- Born: Ian William Murison Smith 15 June 1937 Leeds
- Died: 8 November 2016 (aged 79)
- Education: Giggleswick School
- Alma mater: University of Cambridge (BA, MA, PhD)
- Spouse: Sue Morrish ​(m. 1961)​
- Awards: Tilden Prize (1983) Polanyi Medal (1990)
- Scientific career
- Fields: Chemistry
- Institutions: University of Birmingham University of Cambridge
- Doctoral advisor: Tony Callear
- Doctoral students: Gus Hancock David Klenerman

= Ian William Murison Smith =

Ian William Murison Smith (15 June 1937 – 8 November 2016) was a chemist who served as a research fellow and lecturer in the Department of Chemistry, University of Cambridge from 1963 to 1985 and Professor of Chemistry at the University of Birmingham from 1985 to 2002.

==Education==
Smith was educated at Giggleswick School then in the West Riding of Yorkshire and the University of Cambridge where he studied the Natural Sciences Tripos as an undergraduate student of Christ's College, Cambridge.

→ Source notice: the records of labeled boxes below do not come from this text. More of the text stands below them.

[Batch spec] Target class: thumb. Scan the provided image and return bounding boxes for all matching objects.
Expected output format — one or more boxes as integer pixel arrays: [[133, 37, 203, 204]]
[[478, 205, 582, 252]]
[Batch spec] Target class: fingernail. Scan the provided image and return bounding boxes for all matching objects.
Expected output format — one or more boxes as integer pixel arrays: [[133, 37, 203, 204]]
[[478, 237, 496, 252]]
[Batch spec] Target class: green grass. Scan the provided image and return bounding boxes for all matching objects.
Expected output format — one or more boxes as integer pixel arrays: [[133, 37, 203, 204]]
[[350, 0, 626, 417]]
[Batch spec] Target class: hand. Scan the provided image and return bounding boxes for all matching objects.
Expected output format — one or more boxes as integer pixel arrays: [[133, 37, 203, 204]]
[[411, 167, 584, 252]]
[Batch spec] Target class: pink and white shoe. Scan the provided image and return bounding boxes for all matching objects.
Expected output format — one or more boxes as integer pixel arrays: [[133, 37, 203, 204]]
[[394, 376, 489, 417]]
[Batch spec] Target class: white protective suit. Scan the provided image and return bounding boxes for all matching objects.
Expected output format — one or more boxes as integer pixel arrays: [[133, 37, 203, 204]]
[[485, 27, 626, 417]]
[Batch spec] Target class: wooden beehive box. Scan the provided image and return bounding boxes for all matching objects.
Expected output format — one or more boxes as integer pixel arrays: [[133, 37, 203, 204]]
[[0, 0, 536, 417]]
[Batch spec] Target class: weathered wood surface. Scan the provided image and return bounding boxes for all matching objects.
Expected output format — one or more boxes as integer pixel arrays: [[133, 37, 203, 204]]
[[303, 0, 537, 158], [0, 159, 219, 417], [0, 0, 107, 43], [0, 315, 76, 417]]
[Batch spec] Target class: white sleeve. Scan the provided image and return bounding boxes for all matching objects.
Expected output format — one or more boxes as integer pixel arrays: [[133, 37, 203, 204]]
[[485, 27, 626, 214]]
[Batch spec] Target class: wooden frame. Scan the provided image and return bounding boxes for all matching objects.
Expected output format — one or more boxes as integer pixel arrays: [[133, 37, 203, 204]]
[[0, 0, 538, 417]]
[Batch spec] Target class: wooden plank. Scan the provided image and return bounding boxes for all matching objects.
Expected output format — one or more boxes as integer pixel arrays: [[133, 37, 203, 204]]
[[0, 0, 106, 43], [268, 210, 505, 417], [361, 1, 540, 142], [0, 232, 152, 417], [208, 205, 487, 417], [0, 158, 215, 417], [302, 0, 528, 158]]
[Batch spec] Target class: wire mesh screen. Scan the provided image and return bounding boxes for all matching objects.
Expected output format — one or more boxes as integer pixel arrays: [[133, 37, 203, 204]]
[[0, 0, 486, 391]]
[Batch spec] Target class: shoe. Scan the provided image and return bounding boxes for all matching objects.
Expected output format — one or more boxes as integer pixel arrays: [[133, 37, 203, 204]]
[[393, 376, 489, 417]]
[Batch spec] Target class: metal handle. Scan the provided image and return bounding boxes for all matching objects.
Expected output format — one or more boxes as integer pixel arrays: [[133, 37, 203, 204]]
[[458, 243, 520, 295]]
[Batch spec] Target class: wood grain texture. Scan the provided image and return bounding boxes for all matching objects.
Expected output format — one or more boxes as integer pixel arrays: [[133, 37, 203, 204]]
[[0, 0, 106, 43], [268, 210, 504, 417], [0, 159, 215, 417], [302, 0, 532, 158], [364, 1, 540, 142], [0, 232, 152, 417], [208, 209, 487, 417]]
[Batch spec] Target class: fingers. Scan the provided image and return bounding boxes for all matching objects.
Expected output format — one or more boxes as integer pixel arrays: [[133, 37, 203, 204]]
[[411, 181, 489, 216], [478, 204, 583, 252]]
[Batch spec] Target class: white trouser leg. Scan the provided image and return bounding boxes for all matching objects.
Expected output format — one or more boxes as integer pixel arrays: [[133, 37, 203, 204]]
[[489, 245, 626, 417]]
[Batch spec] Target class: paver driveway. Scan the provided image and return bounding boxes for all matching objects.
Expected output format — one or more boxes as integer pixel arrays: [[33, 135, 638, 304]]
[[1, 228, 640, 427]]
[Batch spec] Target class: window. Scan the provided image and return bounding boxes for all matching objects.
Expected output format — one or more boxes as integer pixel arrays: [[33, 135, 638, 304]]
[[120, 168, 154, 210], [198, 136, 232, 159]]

He graduated in 1960 and went on to gain a PhD in 1964 supervised by Tony Callear.

==Research and career==
Smith was a leading researcher in reaction kinetics, energy transfer and molecular dynamics in gas phase systems. He was elected a Fellow of the Royal Society (FRS) in 1995, a Fellow of the Royal Society of Chemistry (FRSC) and awarded the Tilden Prize in 1983 and the Polanyi Medal in 1990 by the Royal Society of Chemistry. His former doctoral students include David Klenerman and Gus Hancock.

==Personal life==
He married Sue Morrish in 1961. They had four children.